When to Stay and When to Go
- Apr 28
- 2 min read

Most leaders make the stay-or-go decision wrong. Not in direction — in timing.
They wait until they’re depleted, frustrated, or blindsided enough to act. By then they’re making a reactive decision, not a strategic one. And reactive decisions made from a depleted state are rarely the best ones.
Here are the two tools I use in coaching to help leaders make this decision on data instead of mood.
The first is the Energy Audit.
Take the five things that consume most of your time at work right now. Write them down. Then mark each one — not difficult or easy, not important or not important. Energizing or draining.
Energizing means: even when this is hard, it gives something back. You’d miss it if it were gone.
Draining means: even when this goes well, it takes something out of you. You’d feel lighter without it.
Not everything draining is wrong. Some necessary work is just expensive. But the pattern matters. If the majority of what fills your days is draining, that’s data — and it’s been data for a while.
The second is the Two-Year Test.
Ask yourself: if nothing changes in the next two years — same role, same structure, same growth trajectory — who am I and what do I have? Be honest. Don’t answer with what you hope might change. Answer with what the current data projects.

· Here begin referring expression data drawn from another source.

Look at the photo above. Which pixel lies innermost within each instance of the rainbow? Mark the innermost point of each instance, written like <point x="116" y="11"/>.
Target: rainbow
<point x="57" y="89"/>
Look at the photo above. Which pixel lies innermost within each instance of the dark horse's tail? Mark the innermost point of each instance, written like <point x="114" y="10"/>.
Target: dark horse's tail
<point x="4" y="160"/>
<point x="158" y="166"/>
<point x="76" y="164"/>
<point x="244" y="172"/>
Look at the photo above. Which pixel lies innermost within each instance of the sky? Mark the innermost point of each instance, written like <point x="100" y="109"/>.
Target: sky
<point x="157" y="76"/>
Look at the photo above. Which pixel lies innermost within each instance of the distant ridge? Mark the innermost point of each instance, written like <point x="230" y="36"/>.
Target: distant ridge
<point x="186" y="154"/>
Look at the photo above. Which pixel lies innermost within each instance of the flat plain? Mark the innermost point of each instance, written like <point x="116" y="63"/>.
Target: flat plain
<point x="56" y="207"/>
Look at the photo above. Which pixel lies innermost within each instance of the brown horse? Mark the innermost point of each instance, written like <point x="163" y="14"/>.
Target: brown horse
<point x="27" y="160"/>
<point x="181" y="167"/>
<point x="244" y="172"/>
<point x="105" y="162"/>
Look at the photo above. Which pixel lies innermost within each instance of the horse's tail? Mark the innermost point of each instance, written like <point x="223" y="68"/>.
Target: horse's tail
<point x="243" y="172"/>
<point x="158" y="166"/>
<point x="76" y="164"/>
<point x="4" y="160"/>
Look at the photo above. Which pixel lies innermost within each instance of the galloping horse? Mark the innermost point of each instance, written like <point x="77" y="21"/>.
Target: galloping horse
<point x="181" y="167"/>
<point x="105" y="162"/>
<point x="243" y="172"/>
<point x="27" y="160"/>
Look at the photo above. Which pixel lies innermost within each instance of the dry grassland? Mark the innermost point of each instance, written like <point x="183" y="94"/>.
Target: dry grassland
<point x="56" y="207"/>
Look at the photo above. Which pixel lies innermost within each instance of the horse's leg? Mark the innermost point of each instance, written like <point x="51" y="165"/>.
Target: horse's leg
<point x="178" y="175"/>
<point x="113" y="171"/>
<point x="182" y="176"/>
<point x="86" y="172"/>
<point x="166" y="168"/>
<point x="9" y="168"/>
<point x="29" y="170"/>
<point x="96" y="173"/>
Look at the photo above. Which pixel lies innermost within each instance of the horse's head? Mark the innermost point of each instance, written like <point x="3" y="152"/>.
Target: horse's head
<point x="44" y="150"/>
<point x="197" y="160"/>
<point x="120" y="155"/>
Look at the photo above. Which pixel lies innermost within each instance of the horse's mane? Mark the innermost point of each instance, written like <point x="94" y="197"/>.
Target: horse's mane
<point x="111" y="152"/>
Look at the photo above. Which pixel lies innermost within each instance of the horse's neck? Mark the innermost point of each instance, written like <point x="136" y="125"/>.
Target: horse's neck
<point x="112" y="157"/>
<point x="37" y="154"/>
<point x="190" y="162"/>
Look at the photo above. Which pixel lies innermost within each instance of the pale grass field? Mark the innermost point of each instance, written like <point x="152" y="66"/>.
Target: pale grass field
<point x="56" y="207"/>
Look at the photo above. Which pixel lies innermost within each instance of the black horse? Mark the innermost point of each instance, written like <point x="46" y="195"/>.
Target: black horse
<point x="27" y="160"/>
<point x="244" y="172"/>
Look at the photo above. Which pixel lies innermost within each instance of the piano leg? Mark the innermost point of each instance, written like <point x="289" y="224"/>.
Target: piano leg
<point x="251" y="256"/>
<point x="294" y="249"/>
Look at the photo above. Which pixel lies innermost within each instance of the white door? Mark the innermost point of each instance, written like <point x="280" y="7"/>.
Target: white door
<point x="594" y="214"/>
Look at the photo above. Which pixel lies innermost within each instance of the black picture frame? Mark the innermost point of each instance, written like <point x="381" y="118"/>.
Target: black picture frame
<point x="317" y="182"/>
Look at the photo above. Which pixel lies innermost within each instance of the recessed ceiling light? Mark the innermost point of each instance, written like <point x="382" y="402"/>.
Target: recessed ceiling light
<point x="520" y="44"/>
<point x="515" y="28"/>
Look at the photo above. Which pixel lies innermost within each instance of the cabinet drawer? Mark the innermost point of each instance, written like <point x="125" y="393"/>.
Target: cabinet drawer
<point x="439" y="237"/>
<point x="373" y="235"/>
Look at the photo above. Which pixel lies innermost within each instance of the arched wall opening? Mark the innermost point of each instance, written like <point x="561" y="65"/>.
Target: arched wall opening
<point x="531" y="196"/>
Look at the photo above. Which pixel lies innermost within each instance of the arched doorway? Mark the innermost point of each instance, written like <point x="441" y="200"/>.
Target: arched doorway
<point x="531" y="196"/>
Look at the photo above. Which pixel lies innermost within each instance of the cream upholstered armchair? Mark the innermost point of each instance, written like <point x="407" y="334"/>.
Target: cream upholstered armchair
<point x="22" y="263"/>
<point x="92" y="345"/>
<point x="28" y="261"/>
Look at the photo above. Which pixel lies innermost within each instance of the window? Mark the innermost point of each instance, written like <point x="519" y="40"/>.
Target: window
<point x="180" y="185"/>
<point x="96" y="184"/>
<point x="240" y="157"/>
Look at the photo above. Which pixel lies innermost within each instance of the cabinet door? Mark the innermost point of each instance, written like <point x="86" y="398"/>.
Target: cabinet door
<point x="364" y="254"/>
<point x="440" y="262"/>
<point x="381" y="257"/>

If that two-year picture is one you genuinely want, you have your answer. If it’s not — if the honest projection is someone more tired, more limited, or less aligned with where you want to go — that’s also your answer.
I coached a senior leader through this exercise last year. Her Energy Audit showed that the three most time-consuming parts of her role were all in the draining column. Her Two-Year Test produced a version of herself she didn’t recognize. Both answers pointed the same direction.
She stayed, but differently. She negotiated a scope change that shifted the ratio. She’s still there eighteen months later, and the Energy Audit now reads very differently.
Sometimes the answer is leave. Sometimes it’s stay — but change something real. What it almost never is, is ‘keep doing what you’re doing and hope things improve.’
What does your Energy Audit say right now?